Crude oil futures were marginally lower during mid-morning trade in Asia Friday awaiting fresh price cues after an overnight slump of more than $1/b on oversupply concerns.  At 10:55 am Singapore time (0255 GMT), ICE January Brent crude futures were down 5 cents/b (0.07%) from Thursday’s settle at $70.60/b, while the NYMEX December light sweet crude contract was down 20 cents/b (0.33%) at $60.47/b.

Prices remained marginally lower ahead of OPEC’s Joint Ministerial Monitoring Committee in Abu Dhabi Sunday and the release of weekly US oil rig data later Friday, analysts said.
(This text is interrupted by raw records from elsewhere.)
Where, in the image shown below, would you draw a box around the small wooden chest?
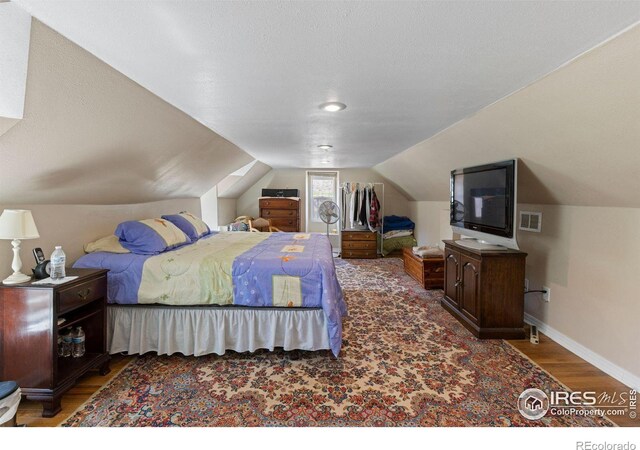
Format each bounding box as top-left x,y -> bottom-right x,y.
342,230 -> 378,259
402,248 -> 444,289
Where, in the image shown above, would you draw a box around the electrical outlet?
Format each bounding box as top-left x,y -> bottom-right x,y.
542,286 -> 551,303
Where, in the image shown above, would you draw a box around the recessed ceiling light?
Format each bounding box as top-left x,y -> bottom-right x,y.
319,102 -> 347,112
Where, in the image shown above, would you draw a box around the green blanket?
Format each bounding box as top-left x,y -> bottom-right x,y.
382,236 -> 418,256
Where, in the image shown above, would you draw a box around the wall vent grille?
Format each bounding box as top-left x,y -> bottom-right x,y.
519,211 -> 542,233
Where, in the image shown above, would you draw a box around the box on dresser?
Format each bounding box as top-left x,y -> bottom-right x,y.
402,247 -> 444,289
258,197 -> 300,233
440,241 -> 527,339
0,269 -> 110,417
341,230 -> 378,259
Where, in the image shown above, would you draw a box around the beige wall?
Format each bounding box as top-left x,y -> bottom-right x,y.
0,198 -> 200,279
409,201 -> 452,248
375,26 -> 640,387
236,168 -> 410,230
0,20 -> 253,205
411,202 -> 640,387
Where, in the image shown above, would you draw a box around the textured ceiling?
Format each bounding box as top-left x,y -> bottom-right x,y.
0,20 -> 252,205
15,0 -> 640,167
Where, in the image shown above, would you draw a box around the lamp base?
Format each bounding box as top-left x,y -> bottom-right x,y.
2,272 -> 31,284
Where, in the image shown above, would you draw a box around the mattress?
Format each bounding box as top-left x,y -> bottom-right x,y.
74,232 -> 347,356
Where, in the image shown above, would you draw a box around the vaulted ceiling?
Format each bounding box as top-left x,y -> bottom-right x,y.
0,0 -> 640,206
0,17 -> 252,205
14,0 -> 640,167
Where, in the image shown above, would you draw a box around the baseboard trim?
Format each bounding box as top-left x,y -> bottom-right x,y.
524,313 -> 640,391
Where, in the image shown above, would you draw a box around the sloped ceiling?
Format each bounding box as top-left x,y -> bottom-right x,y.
218,160 -> 271,198
375,26 -> 640,207
15,0 -> 640,168
0,20 -> 252,204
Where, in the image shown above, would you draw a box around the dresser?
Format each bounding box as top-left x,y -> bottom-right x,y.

They attributed the declines overnight to a bearish Energy Information Administration report showing US crude commercial stocks rising for the seventh straight week November 2, by 5.78 million barrels, and concerns over US sanctions on Iranian supply easing.  Talk of OPEC and its allies possibly deciding to reduce production in light of the recent price slump was growing stronger, analysts said.
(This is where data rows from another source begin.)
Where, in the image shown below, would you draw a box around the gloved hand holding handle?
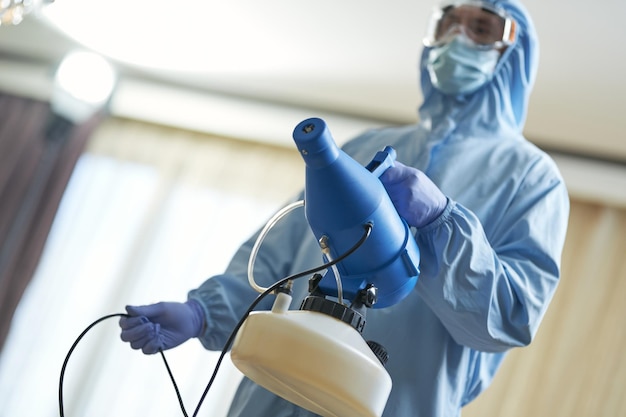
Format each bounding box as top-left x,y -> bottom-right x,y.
119,300 -> 204,354
380,161 -> 448,228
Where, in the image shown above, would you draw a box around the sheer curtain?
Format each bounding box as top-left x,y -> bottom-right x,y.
0,120 -> 303,417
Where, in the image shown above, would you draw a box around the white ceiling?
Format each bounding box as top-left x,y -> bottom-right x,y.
0,0 -> 626,163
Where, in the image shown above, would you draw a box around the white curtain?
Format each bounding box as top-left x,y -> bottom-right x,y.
0,116 -> 303,417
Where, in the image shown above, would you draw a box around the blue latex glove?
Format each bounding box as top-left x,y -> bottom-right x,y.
119,300 -> 204,354
380,161 -> 448,228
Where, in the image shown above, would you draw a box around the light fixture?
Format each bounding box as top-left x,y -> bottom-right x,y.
0,0 -> 54,25
51,50 -> 116,124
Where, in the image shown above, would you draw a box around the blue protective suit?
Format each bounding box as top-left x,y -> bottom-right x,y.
189,1 -> 569,417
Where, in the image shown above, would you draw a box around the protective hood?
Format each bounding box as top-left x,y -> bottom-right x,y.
419,0 -> 539,133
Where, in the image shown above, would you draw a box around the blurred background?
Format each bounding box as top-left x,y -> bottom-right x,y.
0,0 -> 626,417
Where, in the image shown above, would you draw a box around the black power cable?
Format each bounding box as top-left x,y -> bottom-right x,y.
59,223 -> 373,417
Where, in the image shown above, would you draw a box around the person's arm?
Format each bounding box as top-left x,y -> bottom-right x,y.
119,193 -> 308,354
189,196 -> 310,350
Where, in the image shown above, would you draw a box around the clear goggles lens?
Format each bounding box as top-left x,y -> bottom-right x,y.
424,1 -> 515,48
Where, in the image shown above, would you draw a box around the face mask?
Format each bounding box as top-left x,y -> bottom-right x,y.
427,35 -> 500,95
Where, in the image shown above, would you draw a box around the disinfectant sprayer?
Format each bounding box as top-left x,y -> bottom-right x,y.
231,118 -> 420,417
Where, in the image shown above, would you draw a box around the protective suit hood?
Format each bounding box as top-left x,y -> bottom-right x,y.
419,0 -> 539,133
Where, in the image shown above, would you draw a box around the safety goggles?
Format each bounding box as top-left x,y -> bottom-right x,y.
424,0 -> 516,49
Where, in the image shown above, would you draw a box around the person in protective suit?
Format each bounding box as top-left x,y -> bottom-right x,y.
120,0 -> 569,417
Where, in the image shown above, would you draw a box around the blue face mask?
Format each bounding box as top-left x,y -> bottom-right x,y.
427,35 -> 500,95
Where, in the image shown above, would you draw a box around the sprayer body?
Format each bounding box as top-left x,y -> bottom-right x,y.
293,118 -> 420,308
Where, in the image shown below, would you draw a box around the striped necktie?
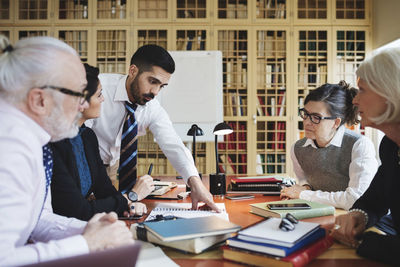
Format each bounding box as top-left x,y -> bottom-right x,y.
118,102 -> 138,193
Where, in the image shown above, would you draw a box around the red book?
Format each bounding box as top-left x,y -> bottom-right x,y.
222,235 -> 333,267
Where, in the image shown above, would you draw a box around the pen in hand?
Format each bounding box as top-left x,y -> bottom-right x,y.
147,163 -> 153,175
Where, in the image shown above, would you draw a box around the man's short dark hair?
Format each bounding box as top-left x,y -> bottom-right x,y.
131,45 -> 175,74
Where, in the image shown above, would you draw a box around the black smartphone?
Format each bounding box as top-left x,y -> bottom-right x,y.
267,203 -> 311,210
226,195 -> 254,200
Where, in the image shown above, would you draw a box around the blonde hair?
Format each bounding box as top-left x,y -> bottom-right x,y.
356,47 -> 400,124
0,35 -> 78,104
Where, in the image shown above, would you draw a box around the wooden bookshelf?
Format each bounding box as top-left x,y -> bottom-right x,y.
0,0 -> 371,179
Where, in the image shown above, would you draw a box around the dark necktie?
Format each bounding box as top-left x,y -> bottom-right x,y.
118,102 -> 138,193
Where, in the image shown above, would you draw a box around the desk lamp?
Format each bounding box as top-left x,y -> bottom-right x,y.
186,124 -> 204,191
210,122 -> 233,195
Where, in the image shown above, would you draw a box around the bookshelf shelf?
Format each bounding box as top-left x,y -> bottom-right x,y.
0,0 -> 372,178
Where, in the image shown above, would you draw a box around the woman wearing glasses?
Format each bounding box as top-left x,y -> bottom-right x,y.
281,81 -> 378,210
333,47 -> 400,266
51,64 -> 146,221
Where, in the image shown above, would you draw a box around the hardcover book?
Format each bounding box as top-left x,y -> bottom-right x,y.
222,235 -> 333,267
131,223 -> 232,254
228,228 -> 325,257
250,199 -> 335,220
143,216 -> 240,241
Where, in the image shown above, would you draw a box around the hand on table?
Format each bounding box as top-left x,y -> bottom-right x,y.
188,176 -> 221,212
132,174 -> 154,201
281,184 -> 309,199
82,212 -> 134,252
331,212 -> 365,247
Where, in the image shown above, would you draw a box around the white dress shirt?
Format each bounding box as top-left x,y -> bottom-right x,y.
0,99 -> 89,266
290,126 -> 378,210
85,74 -> 199,182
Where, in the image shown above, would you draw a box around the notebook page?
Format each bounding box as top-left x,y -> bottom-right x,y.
146,203 -> 229,221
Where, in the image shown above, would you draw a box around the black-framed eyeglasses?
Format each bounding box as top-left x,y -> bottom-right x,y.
279,213 -> 299,232
39,85 -> 88,105
299,108 -> 336,124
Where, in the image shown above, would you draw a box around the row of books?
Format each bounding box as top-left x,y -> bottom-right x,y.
224,58 -> 247,88
220,3 -> 247,19
97,61 -> 126,73
97,0 -> 126,19
59,0 -> 88,19
218,153 -> 247,175
256,154 -> 286,174
97,30 -> 126,57
176,31 -> 206,50
298,58 -> 328,88
224,92 -> 247,116
257,31 -> 286,58
256,0 -> 286,19
59,31 -> 88,57
256,90 -> 286,116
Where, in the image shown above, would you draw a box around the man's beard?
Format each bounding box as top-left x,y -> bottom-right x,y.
44,106 -> 82,142
129,74 -> 154,105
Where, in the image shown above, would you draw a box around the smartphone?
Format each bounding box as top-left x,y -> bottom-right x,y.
226,195 -> 254,200
267,203 -> 311,210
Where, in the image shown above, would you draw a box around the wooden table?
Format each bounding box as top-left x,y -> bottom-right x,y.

Saudi Arabia and Russia, which have both boosted production in recent months, were fueling the recent price slump and “should cut at least 1 million b/d instantly,” one OPEC delegate told S&P Global Platts on Wednesday.  “In view of the latest price slump and the oversupply that looks set to materialize next year, OPEC is thinking about cutting back oil production,” Commerzbank analysts said in a note.

Russian oil companies are willing to continue cooperation on output with other countries within the OPEC/non-OPEC production agreement, but have yet to discuss an output cut or concrete volumes, officials said following a meeting with energy minister Alexander Novak Thursday.